I don't think relying on some sort of SBI call for the CMOs whould be
such a performance hit that it would prevent these systems from being
viable, but assuming you have reasonable performance on your non-cached
accesses then that's probably not going to be viable to trap and
emulate.  At that point it really just becomes silly to pretend that
we're still making things work by emulating the eventually ratified
behavior, as anyone who actually tries to use this thing to do IO would
need out of tree patches.  I'm not sure exactly what the plan is for the
page table bits in the specification right now, but if you can give me a
pointer to some documentation then I'm happy to try and push for
something compatible.

If we can't make the process work at the foundation then I'd be strongly
in favor of just biting the bullet and starting to take vendor-specific
code that's been implemented in hardware and is necessarry to make
things work acceptably.  That's obviously a sub-optimal solution as
it'll lead to a bunch of ISA fragmentation, but at least we'll be able
to keep the software stack together.

Can you tell us when these will be in the hands of users?  That's pretty
important here, as I don't want to be blocking real users from having
their hardware work.  IIRC there were some plans to distribute early
boards, but it looks like the foundation got involved and I guess I lost
the thread at that point.

Sorry this is all such a headache, but hopefully we can get things
sorted out.
I talked with some of the RISC-V foundation folks, we're not going to 
have an ISA specification for the non-coherent stuff any time soon.  I 
took a look at this code and I definately don't want to take it as is, 
but I'm not opposed to taking something that makes the hardware work as 
long as it's a lot cleaner.  We've already got two of these non-coherent 
chips, I'm sure more will come, and I'd rather have the extra headaches 
than make everyone fork the software stack.
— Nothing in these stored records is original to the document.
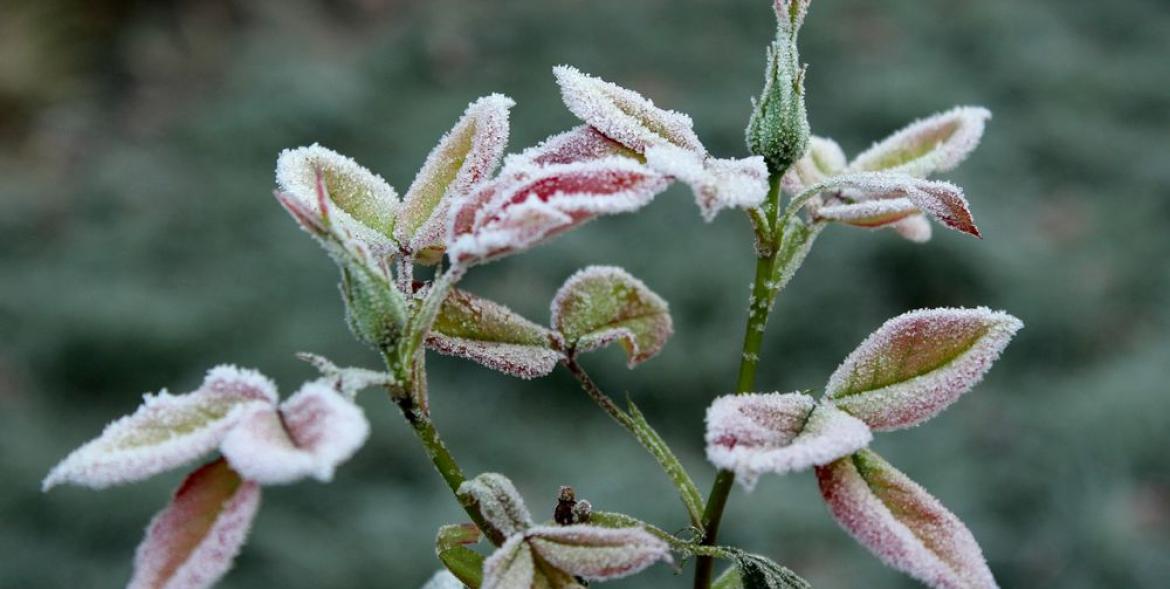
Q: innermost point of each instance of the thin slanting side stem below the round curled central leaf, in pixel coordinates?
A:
(648, 437)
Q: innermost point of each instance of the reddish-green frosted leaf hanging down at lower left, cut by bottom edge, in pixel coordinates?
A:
(192, 543)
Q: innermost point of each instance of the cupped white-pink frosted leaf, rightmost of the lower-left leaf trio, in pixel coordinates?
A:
(314, 432)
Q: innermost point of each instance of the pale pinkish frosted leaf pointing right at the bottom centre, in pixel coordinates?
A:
(596, 553)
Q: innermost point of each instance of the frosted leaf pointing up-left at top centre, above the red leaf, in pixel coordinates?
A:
(623, 115)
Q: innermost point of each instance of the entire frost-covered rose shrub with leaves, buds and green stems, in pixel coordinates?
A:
(471, 204)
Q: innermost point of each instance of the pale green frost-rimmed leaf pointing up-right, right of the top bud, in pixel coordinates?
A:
(934, 145)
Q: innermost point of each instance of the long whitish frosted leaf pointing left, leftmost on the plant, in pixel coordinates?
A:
(167, 432)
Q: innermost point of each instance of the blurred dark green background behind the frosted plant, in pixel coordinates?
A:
(140, 245)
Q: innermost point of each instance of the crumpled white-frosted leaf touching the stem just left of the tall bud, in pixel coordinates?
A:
(718, 183)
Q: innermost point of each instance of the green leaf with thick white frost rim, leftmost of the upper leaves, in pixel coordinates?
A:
(347, 196)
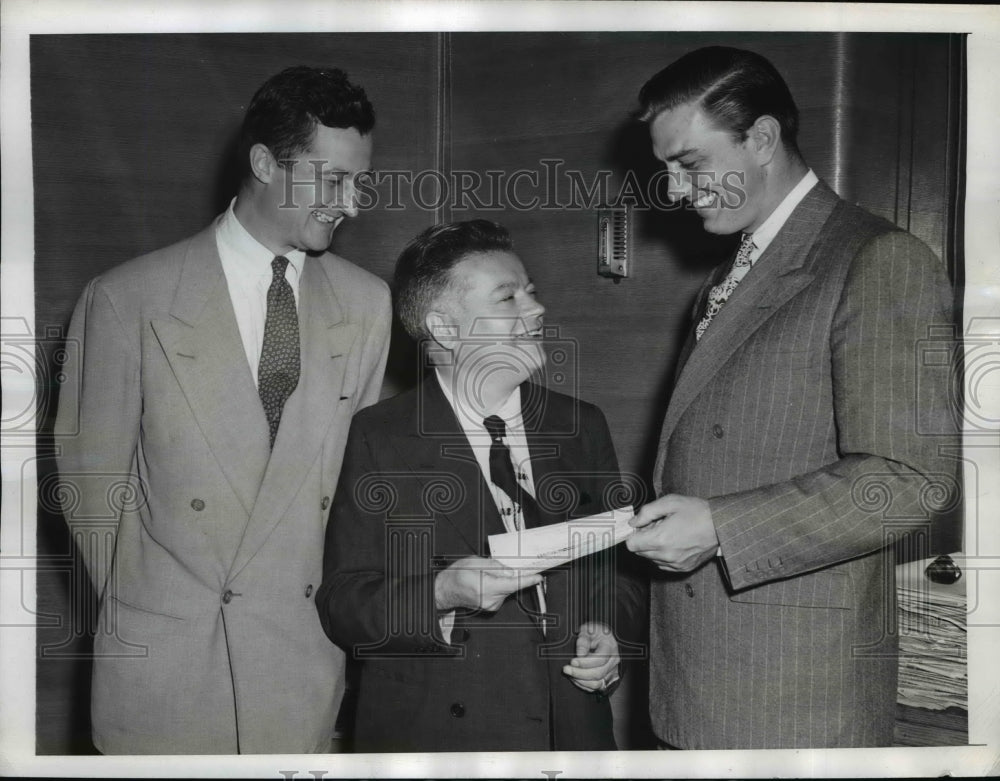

After talking to Atish it looks like there's likely to be an SBI 
extension to handle the CMOs, which should let us avoid the bulk of the 
vendor-specific behavior in the kernel.  I know some people are worried 
about adding to the SBI surface.  I'm worried about that too, but that's 
way better than sticking a bunch of vendor-specific instructions into 
the kernel.  The SBI extension should make for a straight-forward cache 
flush implementation in Linux, so let's just plan on that getting 
through quickly (as has been done before).

Unfortunately we've yet to come up with a way to handle the 
non-cacheable mappings without introducing a degree of vendor-specific 
behavior or seriously impacting performance (mark them as not valid and 
deal with them in the trap handler).  I'm not really sure it counts as 
supporting the hardware if it's massively slow, so that really leaves us 
with vendor-specific mappings as the only option to make these chips 
work.

This implementation, which adds some Kconfig entries that control page 
table bits, definately isn't suitable for upstream.  Allowing users to 
set arbitrary page table bits will eventually conflict with the 
standard, and is just going to be a mess.  It'll also lead to kernels 
that are only compatible with specific designs, which we're trying very 
hard to avoid.  At a bare minimum we'll need some way to detect systems 
with these page table bits before setting them, and some description of 
what the bits actually do so we can reason about them.